When updating stemcells it is tempting to disable the **Enable Shard Allocation**
errand to speed up the deployment. Unfortunately doing this leaves Elasticsearch
in a “broken” state; specifically it is unable to create new daily indexes at midnight UTC.
* If you suspect this has happened; check whether your cluster
`cluster.routing.allocation.enable` setting has been set to something other than **all** by
querying:
`http://logsearch.<system_domain>/elasticsearch/_cluster/settings?pretty`<br/>
If it has, you can correct this by re-enabling the errand in Ops Manager via
the `Log Search > Errand` screen, and **Apply Changes**.
## <a id='installation_steps'></a>Confirm Correct Installation
* Log Search (v1.0.2 and later) requires two important installation steps in order to receive all logs/metrics expected
* Ensure NATS credentials from the **Ops Manager** tile were [entered](https://docs.pivotal.io/logsearch/installing.html#install) in Log Search tile.
* Ensure **System Logging** was correctly [configured](https://docs.pivotal.io/logsearch/installing.html#elastic-runtime) in Elastic Runtime with IP information from Log Search tile.
## <a id='resource_scale'></a>Confirm that Resource Scale Matches Log Volume
* The default resource configuration for the PCF Log Search tile is targeted primarily at consumption of platform logs. If you are also using the Experimental Firehose feature in order to consume application logs, this can put strain on the Log Parser and Elasticsearch data nodes if application logging volume is high.

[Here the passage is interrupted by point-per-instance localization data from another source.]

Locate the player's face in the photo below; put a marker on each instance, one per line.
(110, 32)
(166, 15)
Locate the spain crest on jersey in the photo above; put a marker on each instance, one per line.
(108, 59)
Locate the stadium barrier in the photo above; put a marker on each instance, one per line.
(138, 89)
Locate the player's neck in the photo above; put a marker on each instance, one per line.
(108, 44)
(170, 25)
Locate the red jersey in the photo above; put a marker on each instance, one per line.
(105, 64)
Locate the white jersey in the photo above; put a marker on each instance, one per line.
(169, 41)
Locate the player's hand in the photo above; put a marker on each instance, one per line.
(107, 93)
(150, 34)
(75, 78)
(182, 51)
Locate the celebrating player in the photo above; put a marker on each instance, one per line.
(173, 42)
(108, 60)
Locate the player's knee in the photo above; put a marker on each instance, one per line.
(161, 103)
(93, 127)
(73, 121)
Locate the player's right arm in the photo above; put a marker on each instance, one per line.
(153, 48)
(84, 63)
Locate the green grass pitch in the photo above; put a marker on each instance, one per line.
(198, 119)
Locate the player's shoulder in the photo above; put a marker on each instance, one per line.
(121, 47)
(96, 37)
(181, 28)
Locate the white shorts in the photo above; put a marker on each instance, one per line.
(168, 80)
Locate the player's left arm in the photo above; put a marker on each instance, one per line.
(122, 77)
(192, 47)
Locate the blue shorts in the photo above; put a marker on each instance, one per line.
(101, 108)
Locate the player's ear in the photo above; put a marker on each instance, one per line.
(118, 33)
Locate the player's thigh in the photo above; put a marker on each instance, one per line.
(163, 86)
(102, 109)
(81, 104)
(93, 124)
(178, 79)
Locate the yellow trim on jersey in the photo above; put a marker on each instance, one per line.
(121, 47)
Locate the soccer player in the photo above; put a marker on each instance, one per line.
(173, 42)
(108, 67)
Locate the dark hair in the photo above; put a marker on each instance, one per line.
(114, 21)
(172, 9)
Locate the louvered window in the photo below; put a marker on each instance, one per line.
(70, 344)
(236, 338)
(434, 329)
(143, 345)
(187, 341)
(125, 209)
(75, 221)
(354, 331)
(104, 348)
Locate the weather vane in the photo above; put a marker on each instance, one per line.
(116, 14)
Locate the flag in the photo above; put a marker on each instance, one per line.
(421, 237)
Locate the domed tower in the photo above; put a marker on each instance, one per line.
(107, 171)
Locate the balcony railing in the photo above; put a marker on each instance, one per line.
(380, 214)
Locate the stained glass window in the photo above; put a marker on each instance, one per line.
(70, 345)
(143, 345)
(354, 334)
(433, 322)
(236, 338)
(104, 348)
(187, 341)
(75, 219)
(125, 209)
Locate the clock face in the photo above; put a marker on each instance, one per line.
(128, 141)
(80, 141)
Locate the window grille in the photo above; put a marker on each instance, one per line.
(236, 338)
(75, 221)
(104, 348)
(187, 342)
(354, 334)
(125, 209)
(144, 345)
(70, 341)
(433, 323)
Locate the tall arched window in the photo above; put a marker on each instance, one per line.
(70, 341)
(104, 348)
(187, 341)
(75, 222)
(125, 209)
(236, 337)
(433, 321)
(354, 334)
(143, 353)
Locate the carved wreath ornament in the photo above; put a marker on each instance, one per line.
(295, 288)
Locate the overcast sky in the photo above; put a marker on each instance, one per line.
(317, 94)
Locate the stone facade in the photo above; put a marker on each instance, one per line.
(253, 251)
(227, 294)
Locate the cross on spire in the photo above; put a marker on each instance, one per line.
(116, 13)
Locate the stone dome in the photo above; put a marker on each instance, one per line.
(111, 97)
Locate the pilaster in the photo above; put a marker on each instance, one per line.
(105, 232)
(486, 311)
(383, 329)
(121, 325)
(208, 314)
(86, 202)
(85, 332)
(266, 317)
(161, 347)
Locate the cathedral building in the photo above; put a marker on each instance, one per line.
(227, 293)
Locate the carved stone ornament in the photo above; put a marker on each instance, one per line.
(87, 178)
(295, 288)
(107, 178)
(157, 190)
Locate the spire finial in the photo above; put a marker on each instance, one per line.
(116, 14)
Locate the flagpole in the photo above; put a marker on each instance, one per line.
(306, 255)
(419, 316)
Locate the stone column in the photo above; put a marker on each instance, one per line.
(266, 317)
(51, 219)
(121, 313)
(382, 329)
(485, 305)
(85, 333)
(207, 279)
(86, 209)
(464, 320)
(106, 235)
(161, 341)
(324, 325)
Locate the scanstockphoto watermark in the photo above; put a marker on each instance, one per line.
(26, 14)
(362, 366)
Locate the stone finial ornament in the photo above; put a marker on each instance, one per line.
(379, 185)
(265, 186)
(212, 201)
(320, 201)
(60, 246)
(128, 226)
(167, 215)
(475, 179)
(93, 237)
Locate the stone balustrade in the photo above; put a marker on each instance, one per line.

* In order to determine if you may need to scale your clusters to support application logging consumption, please [Find the Rate of Incoming Messages](https://docs.pivotal.io/logsearch/installing.html#firehose) and then look to the table shown in [Scaling](https://docs.pivotal.io/logsearch/scaling.html#scale-up) for a suggested amount to further scale up your resources.
<p class="note warning">
<strong>WARNING: </strong> If you recently upgraded to PCF v1.10 or later,
you will likely need to [scale up](./scaling.html#scale-up) your Log Search cluster to accommodate higher Loggregator message throughput. See [gRPC in Loggregator](https://docs.pivotal.io/pivotalcf/1-10/pcf-release-notes/runtime-rn.html#loggregator) for more info.
</p>
## <a id='cluster_health'></a>Review Current Cluster Health
* Log Search includes a visualization of current cluster health.
It is accessible at `logsearch_monitor.<SystemDomain>`
* Clusters that are in a **red** state are broken
* The best way to troubleshoot the cluster health is to look at the logs for **Elasticsearch Master** and
**Elasticsearch Data nodes**. This is found in `Log Search > Status > Logs`
* Clusters that are in a **yellow** state are not replicating.
* Verify there are multiple data nodes. If there are multiple data nodes in a **yellow** state, look at
the logs for **Elasticsearch Master** and **Elasticsearch Data nodes**. This is found in
`Log Search > Status > Logs`
* If there is only a single data node, scale up the number of **Elasticsearch Data nodes** in
`Log Search > Resource Config`
## <a id='data_nodes_at_maximum'></a>Check if Elasticsearch Data Nodes at Maximum Disk
* This issue is most commonly caused by a Redis queuing issue, and is often evident in product logs
* Example log message:
`Redis key size has hit a congestion threshold 1000000 suspending output for 10 seconds`
1. Restart the ingestor and wait a few minutes.
1. If the cluster health continues to be unhealthy, scale up the size of the clusters.
* Reference: [Log Search Scaling Guide](https://docs.pivotal.io/logsearch/scaling.html#need)
* Example: If the Elasticsearch data nodes are running near maximum on persistent disk, consider increasing the persistent disk or instance count to add more capacity.
## <a id='parser_at_maximum'></a>Check if Parser VMs at Maximum CPU
* As a general rule, use more Log parser nodes than Elasticsearch Data nodes.
* Scale up parser nodes until the average CPU goes down.
* Reference: [Log Search Scaling Guide](https://docs.pivotal.io/logsearch/scaling.html#need)
## <a id='elasticsearch_master'></a>Check for Multiple Elasticsearch Master VMs (v1.0.1 and earlier)
* Ensure there is only one Elasticsearch Master VM. The product cannot support running with more than one Elasticsearch master VM. The ability to accidentally scale this was removed as of v1.0.2 and later.